South Korea's Health Ministry reported 14 new cases of Middle East Respiratory Syndrome (MERS), taking the total number of victims to 122. The current outbreak is now the .
Among the newly reported cases in South Korea was a pregnant woman who had contracted the virus at the emergency ward of a Seoul hospital, which has been linked to a number of other confirmed cases.
Eight of the 14 new cases, including the pregnant woman, have been linked to this hospital, the Health Ministry said.
President Park Geun-hye stays home
The spread of the disease has stirred up fear and confusion in South Korea, prompting President Park Geun-hye to postpone a visit to the United States, while health officials have been criticized for a lack of transparency and for failing to contain the spread swiftly.
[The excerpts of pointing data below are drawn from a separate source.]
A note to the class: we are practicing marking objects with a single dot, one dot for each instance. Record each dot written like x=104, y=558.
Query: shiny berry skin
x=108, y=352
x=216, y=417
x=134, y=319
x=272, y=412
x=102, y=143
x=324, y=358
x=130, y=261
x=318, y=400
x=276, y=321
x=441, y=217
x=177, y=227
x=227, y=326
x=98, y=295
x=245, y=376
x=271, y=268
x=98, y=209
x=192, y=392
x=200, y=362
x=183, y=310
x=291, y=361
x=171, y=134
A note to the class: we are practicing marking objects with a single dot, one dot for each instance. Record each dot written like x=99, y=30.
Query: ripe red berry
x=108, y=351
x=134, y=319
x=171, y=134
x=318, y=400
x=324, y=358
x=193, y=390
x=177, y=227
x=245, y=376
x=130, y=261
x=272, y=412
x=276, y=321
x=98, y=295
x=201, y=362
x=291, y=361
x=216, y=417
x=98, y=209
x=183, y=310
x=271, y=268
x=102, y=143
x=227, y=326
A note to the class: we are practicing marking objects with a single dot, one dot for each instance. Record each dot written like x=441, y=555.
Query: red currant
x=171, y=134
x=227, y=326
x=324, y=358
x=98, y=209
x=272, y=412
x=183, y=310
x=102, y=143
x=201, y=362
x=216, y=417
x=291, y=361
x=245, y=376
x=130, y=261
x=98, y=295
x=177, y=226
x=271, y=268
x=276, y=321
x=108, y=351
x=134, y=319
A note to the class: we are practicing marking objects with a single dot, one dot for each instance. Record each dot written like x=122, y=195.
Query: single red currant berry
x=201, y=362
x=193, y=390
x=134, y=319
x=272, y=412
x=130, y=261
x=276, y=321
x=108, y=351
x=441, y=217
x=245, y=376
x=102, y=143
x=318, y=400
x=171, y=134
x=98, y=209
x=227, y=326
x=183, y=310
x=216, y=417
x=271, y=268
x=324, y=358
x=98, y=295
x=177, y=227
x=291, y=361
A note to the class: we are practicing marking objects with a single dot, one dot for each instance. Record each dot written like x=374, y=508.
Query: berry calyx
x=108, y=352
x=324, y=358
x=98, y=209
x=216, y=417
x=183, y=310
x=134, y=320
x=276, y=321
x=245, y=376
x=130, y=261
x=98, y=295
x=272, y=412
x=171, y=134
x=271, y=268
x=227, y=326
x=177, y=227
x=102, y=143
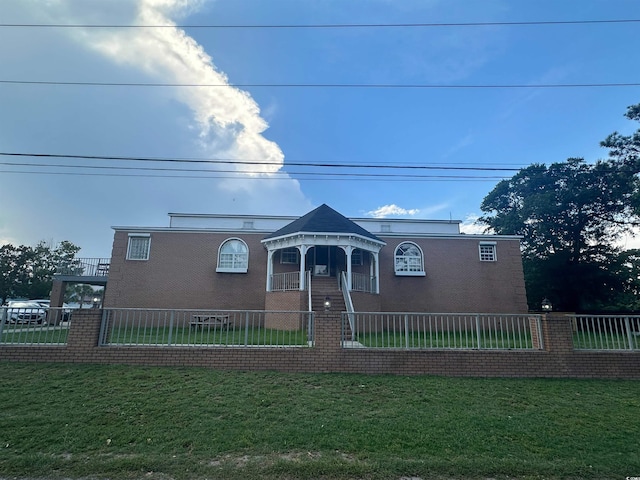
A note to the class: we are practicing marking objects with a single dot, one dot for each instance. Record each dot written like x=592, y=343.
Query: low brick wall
x=558, y=359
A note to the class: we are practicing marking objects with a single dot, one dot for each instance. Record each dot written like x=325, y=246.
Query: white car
x=26, y=312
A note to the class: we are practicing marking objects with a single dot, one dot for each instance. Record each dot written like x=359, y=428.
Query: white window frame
x=357, y=256
x=414, y=263
x=138, y=252
x=488, y=252
x=237, y=263
x=290, y=252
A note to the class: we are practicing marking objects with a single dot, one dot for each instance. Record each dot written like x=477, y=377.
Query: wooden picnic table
x=209, y=320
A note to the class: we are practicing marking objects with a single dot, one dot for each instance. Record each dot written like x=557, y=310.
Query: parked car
x=64, y=312
x=26, y=312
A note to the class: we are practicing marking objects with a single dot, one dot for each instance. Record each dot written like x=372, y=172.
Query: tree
x=27, y=272
x=570, y=215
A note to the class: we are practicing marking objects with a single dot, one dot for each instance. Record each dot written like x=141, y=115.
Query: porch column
x=376, y=257
x=269, y=268
x=303, y=254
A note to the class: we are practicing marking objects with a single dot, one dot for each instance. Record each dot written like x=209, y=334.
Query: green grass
x=72, y=421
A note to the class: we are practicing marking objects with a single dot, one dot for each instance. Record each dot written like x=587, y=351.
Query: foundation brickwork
x=558, y=359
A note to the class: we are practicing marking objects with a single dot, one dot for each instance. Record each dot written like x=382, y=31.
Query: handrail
x=347, y=301
x=84, y=267
x=308, y=285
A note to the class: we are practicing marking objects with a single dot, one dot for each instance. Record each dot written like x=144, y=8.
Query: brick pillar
x=85, y=330
x=56, y=299
x=535, y=328
x=327, y=331
x=557, y=332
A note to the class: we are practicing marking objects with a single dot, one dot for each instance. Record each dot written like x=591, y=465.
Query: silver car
x=26, y=312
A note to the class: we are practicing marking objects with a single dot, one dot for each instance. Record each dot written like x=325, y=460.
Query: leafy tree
x=27, y=272
x=570, y=215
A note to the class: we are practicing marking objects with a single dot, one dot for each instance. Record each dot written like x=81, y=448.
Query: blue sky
x=280, y=128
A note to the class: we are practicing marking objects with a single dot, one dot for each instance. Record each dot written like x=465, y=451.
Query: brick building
x=255, y=262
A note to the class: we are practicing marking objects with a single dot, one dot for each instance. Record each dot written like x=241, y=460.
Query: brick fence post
x=84, y=330
x=557, y=332
x=327, y=332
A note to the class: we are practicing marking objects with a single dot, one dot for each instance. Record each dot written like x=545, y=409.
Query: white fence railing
x=282, y=282
x=219, y=328
x=606, y=332
x=445, y=331
x=34, y=326
x=362, y=283
x=85, y=267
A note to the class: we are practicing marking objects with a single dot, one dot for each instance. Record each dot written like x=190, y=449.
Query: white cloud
x=228, y=118
x=392, y=211
x=470, y=226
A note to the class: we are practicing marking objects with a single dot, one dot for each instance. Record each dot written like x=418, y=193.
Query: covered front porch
x=323, y=243
x=345, y=259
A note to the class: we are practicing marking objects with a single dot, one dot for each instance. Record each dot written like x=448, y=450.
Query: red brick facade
x=558, y=359
x=181, y=273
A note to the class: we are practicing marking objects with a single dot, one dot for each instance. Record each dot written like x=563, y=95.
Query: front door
x=321, y=260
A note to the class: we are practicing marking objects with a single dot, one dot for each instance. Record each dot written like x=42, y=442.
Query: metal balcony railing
x=85, y=267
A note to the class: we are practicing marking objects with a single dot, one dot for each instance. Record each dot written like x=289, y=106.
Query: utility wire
x=327, y=25
x=255, y=162
x=426, y=178
x=241, y=172
x=325, y=85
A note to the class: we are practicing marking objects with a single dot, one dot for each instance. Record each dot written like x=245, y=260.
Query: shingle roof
x=323, y=219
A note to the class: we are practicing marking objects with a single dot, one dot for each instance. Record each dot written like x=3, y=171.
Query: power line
x=412, y=178
x=368, y=165
x=238, y=172
x=327, y=25
x=324, y=85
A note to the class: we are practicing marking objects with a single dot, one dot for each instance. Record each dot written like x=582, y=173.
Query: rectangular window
x=289, y=255
x=139, y=246
x=488, y=252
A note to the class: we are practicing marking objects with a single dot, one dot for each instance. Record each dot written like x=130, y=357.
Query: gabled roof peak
x=324, y=219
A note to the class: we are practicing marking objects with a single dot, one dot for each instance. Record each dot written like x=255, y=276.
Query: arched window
x=233, y=256
x=409, y=260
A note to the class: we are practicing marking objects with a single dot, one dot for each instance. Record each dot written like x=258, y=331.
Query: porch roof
x=323, y=220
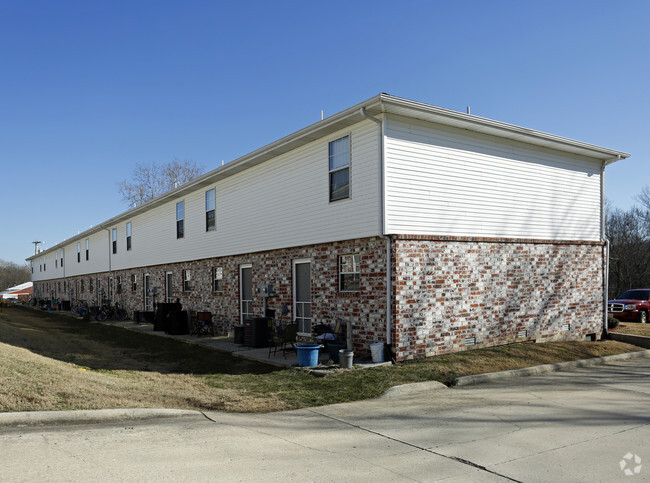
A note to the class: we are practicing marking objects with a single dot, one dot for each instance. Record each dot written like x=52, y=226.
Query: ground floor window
x=217, y=279
x=349, y=273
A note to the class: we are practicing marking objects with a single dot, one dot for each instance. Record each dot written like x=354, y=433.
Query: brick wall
x=366, y=308
x=447, y=291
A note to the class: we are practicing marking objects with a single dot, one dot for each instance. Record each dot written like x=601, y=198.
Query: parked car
x=631, y=305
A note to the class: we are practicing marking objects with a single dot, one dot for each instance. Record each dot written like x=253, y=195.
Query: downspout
x=603, y=238
x=382, y=234
x=110, y=270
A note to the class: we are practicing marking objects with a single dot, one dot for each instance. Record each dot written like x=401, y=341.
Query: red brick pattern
x=447, y=291
x=366, y=308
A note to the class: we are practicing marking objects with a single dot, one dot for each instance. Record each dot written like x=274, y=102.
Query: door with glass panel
x=302, y=295
x=246, y=292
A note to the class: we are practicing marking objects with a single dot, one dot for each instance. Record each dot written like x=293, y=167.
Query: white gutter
x=603, y=238
x=382, y=231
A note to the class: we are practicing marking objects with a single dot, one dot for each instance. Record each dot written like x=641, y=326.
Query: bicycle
x=80, y=308
x=115, y=312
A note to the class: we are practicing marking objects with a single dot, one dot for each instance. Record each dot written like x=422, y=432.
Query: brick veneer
x=366, y=308
x=447, y=291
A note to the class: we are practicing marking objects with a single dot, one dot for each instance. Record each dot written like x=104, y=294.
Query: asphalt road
x=576, y=425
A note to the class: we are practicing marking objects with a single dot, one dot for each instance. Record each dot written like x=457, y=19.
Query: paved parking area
x=587, y=424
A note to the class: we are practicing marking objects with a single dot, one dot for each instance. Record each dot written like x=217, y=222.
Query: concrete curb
x=638, y=340
x=546, y=368
x=47, y=418
x=413, y=388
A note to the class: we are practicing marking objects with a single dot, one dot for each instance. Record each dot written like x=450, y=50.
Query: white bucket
x=346, y=358
x=377, y=351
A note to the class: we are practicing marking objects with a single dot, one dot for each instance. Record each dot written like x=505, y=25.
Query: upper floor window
x=217, y=279
x=339, y=165
x=210, y=217
x=180, y=219
x=349, y=273
x=128, y=236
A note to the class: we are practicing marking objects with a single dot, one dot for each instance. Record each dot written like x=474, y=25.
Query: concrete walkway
x=585, y=424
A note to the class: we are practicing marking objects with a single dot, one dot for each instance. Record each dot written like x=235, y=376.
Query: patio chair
x=203, y=324
x=283, y=340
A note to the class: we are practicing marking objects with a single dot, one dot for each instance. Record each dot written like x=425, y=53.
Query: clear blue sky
x=89, y=88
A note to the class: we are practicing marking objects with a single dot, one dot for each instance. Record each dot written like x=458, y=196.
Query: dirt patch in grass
x=54, y=362
x=633, y=328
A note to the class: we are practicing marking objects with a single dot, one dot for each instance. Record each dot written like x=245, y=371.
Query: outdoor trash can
x=307, y=354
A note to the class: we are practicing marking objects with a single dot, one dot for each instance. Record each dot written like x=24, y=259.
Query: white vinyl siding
x=447, y=181
x=280, y=203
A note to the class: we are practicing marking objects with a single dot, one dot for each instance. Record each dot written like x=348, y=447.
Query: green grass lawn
x=56, y=362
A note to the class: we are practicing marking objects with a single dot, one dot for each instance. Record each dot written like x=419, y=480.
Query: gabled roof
x=382, y=103
x=18, y=288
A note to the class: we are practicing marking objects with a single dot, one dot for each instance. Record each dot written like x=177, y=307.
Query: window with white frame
x=339, y=168
x=180, y=219
x=349, y=273
x=217, y=279
x=186, y=281
x=128, y=236
x=210, y=210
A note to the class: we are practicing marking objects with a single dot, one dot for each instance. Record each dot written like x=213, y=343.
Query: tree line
x=628, y=232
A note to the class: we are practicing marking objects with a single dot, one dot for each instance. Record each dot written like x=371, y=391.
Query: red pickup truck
x=631, y=305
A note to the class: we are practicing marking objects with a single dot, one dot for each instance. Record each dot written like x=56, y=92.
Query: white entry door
x=169, y=287
x=302, y=295
x=147, y=293
x=246, y=292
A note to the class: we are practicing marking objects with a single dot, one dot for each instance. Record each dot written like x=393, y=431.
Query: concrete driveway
x=588, y=424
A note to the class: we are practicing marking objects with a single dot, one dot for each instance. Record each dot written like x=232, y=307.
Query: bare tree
x=150, y=180
x=629, y=261
x=12, y=274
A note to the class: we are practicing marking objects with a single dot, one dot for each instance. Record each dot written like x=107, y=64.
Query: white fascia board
x=439, y=115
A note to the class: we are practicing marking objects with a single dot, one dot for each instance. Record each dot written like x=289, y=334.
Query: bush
x=612, y=323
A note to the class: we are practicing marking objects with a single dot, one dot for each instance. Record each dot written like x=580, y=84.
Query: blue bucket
x=307, y=354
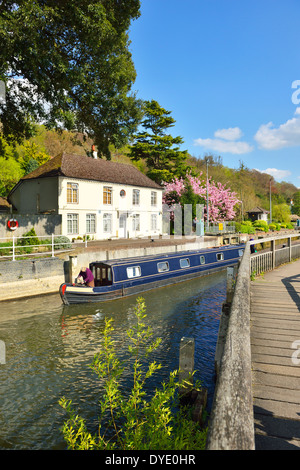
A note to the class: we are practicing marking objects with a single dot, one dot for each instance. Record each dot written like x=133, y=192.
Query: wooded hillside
x=251, y=186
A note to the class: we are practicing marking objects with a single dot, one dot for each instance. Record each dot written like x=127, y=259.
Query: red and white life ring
x=12, y=224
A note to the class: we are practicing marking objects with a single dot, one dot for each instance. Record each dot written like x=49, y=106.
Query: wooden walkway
x=275, y=352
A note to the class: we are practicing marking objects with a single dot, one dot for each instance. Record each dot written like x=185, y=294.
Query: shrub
x=62, y=243
x=133, y=422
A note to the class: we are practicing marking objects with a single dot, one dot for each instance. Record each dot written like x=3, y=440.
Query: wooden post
x=273, y=253
x=2, y=352
x=186, y=363
x=290, y=248
x=230, y=279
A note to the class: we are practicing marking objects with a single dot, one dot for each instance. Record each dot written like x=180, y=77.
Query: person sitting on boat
x=86, y=277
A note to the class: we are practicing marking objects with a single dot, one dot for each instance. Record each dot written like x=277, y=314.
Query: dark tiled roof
x=82, y=167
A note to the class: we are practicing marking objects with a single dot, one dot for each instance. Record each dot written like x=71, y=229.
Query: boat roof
x=163, y=256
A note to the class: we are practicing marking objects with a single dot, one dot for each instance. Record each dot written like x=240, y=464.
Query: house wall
x=43, y=224
x=91, y=201
x=36, y=196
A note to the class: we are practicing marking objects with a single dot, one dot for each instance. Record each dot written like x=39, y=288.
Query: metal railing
x=220, y=228
x=274, y=252
x=16, y=247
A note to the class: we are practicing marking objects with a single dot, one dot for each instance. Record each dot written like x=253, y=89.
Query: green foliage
x=75, y=57
x=281, y=213
x=10, y=173
x=159, y=150
x=62, y=243
x=133, y=422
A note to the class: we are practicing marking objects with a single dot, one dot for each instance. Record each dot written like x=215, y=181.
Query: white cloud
x=225, y=141
x=232, y=133
x=223, y=146
x=270, y=137
x=277, y=174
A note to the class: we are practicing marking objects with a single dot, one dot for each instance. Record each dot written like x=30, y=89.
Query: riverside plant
x=134, y=422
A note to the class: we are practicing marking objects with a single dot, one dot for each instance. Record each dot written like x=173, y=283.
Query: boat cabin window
x=185, y=263
x=163, y=266
x=102, y=274
x=133, y=271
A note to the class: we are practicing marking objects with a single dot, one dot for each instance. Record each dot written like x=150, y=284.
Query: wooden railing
x=274, y=252
x=231, y=425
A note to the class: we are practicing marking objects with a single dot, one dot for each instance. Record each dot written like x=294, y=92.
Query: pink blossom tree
x=191, y=189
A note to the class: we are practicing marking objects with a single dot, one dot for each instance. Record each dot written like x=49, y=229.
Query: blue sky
x=225, y=69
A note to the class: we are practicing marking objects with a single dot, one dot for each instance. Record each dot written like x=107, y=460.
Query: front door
x=122, y=225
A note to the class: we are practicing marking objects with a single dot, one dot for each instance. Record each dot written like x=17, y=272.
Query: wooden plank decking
x=275, y=326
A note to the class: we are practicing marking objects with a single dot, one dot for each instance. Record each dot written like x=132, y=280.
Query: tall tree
x=159, y=150
x=68, y=64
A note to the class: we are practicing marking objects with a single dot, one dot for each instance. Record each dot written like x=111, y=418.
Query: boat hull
x=73, y=294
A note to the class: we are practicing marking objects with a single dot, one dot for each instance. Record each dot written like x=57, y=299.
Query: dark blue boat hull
x=122, y=286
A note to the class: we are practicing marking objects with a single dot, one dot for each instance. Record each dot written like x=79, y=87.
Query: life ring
x=12, y=224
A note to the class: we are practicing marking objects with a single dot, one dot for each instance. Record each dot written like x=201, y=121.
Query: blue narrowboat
x=117, y=278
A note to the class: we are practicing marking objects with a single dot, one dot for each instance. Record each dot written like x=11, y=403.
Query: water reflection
x=49, y=348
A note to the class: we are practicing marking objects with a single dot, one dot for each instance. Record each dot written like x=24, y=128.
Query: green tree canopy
x=159, y=150
x=68, y=64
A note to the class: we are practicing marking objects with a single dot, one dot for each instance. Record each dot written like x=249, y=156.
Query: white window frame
x=107, y=195
x=153, y=222
x=153, y=198
x=73, y=192
x=136, y=223
x=185, y=263
x=163, y=267
x=90, y=223
x=136, y=197
x=107, y=223
x=133, y=271
x=72, y=224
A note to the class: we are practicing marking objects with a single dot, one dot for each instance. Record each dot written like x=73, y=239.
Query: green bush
x=244, y=227
x=62, y=243
x=133, y=421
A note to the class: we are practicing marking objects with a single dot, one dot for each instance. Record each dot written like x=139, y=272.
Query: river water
x=49, y=348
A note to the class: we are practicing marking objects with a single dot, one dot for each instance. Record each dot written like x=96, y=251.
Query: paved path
x=275, y=326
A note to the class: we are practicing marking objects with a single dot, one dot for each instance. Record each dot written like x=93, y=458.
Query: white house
x=96, y=197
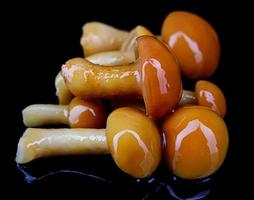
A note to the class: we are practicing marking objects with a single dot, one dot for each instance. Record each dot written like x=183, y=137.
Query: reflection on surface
x=158, y=186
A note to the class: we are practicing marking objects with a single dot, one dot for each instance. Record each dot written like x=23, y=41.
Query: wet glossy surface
x=130, y=42
x=159, y=186
x=196, y=142
x=210, y=95
x=136, y=144
x=195, y=43
x=155, y=75
x=160, y=77
x=87, y=114
x=91, y=81
x=98, y=37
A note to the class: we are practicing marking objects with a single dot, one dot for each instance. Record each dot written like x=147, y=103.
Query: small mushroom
x=210, y=95
x=155, y=76
x=206, y=94
x=105, y=58
x=78, y=114
x=98, y=37
x=130, y=136
x=194, y=42
x=196, y=142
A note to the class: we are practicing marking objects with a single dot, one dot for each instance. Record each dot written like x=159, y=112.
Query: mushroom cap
x=134, y=142
x=210, y=95
x=86, y=114
x=160, y=78
x=196, y=142
x=194, y=42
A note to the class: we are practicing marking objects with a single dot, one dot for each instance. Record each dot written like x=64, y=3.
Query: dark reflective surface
x=161, y=184
x=42, y=36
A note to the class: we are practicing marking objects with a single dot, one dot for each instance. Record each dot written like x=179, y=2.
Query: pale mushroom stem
x=38, y=115
x=188, y=97
x=44, y=114
x=36, y=143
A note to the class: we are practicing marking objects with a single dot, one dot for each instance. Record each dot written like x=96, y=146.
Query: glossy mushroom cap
x=134, y=142
x=210, y=95
x=194, y=41
x=196, y=142
x=82, y=114
x=155, y=75
x=160, y=77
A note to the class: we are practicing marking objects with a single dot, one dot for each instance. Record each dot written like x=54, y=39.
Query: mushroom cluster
x=125, y=98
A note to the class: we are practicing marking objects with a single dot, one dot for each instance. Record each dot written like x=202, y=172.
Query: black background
x=40, y=36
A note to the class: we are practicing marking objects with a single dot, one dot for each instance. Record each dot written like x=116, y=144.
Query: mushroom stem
x=38, y=115
x=37, y=143
x=44, y=114
x=188, y=97
x=91, y=81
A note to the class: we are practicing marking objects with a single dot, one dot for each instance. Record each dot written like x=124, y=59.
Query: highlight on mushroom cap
x=194, y=42
x=134, y=142
x=196, y=142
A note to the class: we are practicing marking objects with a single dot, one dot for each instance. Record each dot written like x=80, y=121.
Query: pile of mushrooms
x=140, y=75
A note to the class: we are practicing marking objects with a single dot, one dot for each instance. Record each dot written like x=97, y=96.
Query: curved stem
x=45, y=114
x=188, y=97
x=37, y=143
First identified in humans in 2012, MERS is caused by a coronavirus from the same family as the one that triggered China's 2003 outbreak of Severe Acute Respiratory Syndrome (SARS). There is no cure or vaccine. Medical experts observed that that disease carried a death rate of about 40 percent.
The milder MERS is thought to spread in respiratory droplets, such as are ejected by coughing. To date, most transmissions are thought to have occurred through close contact, such as living with or caring for an infected person.
Health officials think outbreak has peaked
South Korean officials this week said the MERS outbreak may have peaked but that the next several days would be crucial to determining whether their efforts to isolate infected patients had stymied the disease.
They noted that Friday was the last day of the virus' maximum two-week incubation period for people infected by a patient considered as the main source of the second round of this MERS outbreak. Officials added that the first wave of the outbreak should have ended.
South Korea's new cases bring the total number of MERS cases globally to 1,271 based on World Health Organization (WHO) data, with at least 448 related deaths.
The South Korean outbreak originated from a 68-year-old man who had traveled to the Middle East before being diagnosed as the country's first MERS patient last month.